For almost 200 years humans have been watching the Great Red Spot (GRS) on Jupiter and wondering what’s behind it. Thanks to NASA’s Juno mission, we’ve been getting better and better looks at it. New images from JunoCam reveal some of the deeper detail in our Solar System’s longest-lived storm.
JunoCam is the visible light instrument onboard NASA’s Juno mission to Jupiter. It’s not part of the Juno spacecraft’s primary scientific payload. It was included in the mission just to engage and thrill us, and it hasn’t disappointed. But as it turns out, JunoCam’s high-resolution images are serving a scientific purpose.
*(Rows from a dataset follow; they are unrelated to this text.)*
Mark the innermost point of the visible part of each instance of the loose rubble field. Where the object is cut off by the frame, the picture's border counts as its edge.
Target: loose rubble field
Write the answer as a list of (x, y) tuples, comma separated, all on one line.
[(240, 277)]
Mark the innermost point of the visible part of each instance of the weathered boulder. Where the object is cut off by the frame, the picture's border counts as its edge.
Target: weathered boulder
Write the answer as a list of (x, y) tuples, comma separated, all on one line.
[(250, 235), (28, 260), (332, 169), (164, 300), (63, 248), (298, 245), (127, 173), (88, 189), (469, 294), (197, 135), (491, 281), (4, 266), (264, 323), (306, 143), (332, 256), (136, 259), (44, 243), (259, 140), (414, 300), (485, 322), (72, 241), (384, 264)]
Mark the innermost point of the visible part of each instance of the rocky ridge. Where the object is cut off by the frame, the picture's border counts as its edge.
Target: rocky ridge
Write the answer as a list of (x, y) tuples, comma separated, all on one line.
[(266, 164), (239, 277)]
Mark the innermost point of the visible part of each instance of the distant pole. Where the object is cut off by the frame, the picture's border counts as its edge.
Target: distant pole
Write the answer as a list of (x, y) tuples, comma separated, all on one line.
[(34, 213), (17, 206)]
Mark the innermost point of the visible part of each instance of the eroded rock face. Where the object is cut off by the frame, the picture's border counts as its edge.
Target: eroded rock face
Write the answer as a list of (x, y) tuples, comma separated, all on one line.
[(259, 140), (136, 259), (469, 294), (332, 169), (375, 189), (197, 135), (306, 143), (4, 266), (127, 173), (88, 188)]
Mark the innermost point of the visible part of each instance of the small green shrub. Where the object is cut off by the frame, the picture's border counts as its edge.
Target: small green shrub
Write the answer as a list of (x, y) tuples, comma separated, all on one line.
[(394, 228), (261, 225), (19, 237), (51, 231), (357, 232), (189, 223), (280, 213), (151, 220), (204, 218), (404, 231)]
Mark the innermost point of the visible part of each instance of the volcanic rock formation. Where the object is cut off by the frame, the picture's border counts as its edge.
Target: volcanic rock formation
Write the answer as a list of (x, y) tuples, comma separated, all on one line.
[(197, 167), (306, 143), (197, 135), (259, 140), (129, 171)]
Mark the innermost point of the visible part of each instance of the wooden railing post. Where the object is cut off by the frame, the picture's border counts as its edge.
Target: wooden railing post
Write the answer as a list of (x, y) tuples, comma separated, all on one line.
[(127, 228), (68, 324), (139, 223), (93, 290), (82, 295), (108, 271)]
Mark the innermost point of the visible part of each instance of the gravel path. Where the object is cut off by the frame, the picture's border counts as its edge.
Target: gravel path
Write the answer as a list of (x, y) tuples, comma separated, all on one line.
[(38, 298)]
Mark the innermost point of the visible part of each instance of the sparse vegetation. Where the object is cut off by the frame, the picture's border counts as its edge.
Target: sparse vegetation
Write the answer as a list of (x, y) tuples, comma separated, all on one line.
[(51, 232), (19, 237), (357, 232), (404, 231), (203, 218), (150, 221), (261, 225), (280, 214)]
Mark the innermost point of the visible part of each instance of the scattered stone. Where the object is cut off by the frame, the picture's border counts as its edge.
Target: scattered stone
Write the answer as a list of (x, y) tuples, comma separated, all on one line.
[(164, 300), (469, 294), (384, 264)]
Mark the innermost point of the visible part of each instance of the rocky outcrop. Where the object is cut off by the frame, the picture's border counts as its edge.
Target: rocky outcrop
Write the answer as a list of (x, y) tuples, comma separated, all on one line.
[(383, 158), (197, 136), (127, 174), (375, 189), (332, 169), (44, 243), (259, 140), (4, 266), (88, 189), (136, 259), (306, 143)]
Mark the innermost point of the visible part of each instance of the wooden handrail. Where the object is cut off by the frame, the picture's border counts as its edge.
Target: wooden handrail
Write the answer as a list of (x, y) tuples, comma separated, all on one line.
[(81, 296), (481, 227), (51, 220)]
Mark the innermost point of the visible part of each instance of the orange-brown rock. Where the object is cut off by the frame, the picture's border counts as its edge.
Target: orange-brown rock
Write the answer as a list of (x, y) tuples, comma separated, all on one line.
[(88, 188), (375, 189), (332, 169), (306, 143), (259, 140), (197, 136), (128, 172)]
A new study led by Agustín Sánchez-Lavega (University of the Basque Country, Spain) has used the detailed images from JunoCam to look more closely at the morphology of the clouds that make up the GRS. Up until now most of what we know about the GRS has come from previous missions to Jupiter. First were the Voyager missions, then the Galileo mission, and of course the Hubble Space Telescope. The image resolution of each succeeding mission has improved, but nothing close to JunoCam’s resolution.
As image quality improved from as poor as 150 km/pixel to as fine as 7 km/pixel, our understanding of the GRS has improved along with it. The paper from Sanchez-Lavega focuses on five particular morphological features of the storm: compact cloud clusters, mesoscale waves, spiraling vortices, the central turbulent nucleus, and filament structures.
The study determines that although the size of the GRS has changed dramatically over the last 140 years, the winds have changed only modestly since 1979, when the Voyager missions visited Jupiter. The authors suggest that a “deeply rooted dynamical circulation” maintains these wind speeds. Further, they suggest that the rich morphologies in the top of the GRS reflect the dynamics at the cloud tops.
From the study:
A comparison with high-resolution images from previous missions suggests a high temporal variability in the dynamics of this layer, strongly enforced by the interaction of the GRS with phenomena close in latitude (Sánchez-Lavega et al. 1998, 2013). However, while the size of the GRS has changed strongly in the last 140 years (Rogers 1995; Simon et al. 2018), the wind field in the GRS shows modest changes during the period 1979–2017 (Figure 6) implying a deeply rooted dynamical circulation. The rich GRS cloud-top morphologies embedded in these winds reflect the dynamics at the top of the system.
Scientist’s are still working on a deeper understanding of Jupiter’s atmosphere and how the GRS is formed and maintained. Instruments on the Juno spacecraft will help with this, as will the Hubble. Juno’s Microwave Radiometer (MWR) is designed to study the hidden structure beneath Jupiter’s morphologically stunning cloud tops. The MWR should be able to probe the Jovian atmosphere to a depth of 550 km. It has already revealed that some atmospheric features visible on the surface actually extend to a depth of at least 300 km.
The authors of the study sum it up best: “Our knowledge about the GRS dynamics will increase further, thanks to the ongoing studies on the vertical gravity soundings and the observations with the MWR instrument onboard Juno, together with a supporting campaign from the HST, Earth-based telescopes, and the planned future James Webb Space Telescope (Norwood et al. 2016) of this unique and fascinating phenomenon.”